Keine viertel Stunde später klingelte die Ladenglocke, und Kathy eilte in den Verkaufsraum, um ihre Kundinnen zu begrüßen. Mrs Cecilia Blank und ihre Freundin Betty, zwei äußerst lebenslustige Frauen mit Hochsteckfrisuren, hielten sich nicht lange mit Vorreden auf.
»Hoffentlich hat mein Mann das Schaufenster auch gut abgedichtet. Draußen regnet es ›cats and dogs‹«, sagte Cecilia zur Begrüßung. Sie bestand darauf, dass Kathy sie beim Vornamen anredete. »Das macht ihr jungen Leute heutzutage doch so«, bestätigte Betty und schüttelte Kathy die Hand. Die Damen sahen sich im Verkaufsraum um.

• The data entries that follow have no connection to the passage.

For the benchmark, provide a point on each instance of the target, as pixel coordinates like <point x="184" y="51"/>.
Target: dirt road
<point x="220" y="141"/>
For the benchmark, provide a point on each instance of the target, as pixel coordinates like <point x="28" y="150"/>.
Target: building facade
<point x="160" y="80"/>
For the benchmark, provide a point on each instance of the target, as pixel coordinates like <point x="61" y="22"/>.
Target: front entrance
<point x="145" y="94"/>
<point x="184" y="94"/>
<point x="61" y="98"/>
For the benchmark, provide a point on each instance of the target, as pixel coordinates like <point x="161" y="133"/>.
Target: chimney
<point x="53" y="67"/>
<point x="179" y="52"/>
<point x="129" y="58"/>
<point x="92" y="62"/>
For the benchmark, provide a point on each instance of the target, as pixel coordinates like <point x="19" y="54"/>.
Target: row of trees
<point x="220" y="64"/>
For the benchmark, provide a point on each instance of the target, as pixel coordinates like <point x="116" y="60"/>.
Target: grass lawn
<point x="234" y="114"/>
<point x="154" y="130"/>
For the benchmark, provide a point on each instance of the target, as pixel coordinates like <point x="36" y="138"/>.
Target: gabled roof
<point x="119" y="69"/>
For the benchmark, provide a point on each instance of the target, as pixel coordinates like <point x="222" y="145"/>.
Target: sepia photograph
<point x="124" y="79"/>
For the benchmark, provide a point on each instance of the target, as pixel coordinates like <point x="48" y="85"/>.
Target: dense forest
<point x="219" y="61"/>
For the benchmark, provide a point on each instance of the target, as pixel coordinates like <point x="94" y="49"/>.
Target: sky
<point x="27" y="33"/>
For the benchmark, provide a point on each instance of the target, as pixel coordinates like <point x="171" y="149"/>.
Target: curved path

»Schade, dass die Regale schon leer sind.« Cecilia warf einen Blick in die Webstube. »Dürfen wir dort hinein?«, fragte sie und verschwand nach nebenan.
Betty folgte ihr. Scotty lag wie ein großes Plüschtier unter dem Tisch und schaute sie erwartungsvoll an. Von der Arztpraxis war er es gewohnt, ständig fremde Leute um sich zu haben.
»Nein, wie lieb ist der denn!« Betty kniete sich neben den Tisch und kraulte Scotty. Ihre Freundin nahm inzwischen die Strickwaren in Augenschein. Ganz die Geschäftsfrau erklärte Kathy den Frauen die Vorzüge der selbst gestrickten Socken und Pullover. »Wir verwenden nur Wolle von heimischen Schafen und stricken nach alter Tradition. Auch die Teppiche werden von mir auf diesem Webstuhl angefertigt.«
»Und die Taschen?« Betty hängte sich das Modell Cork über die Schulter.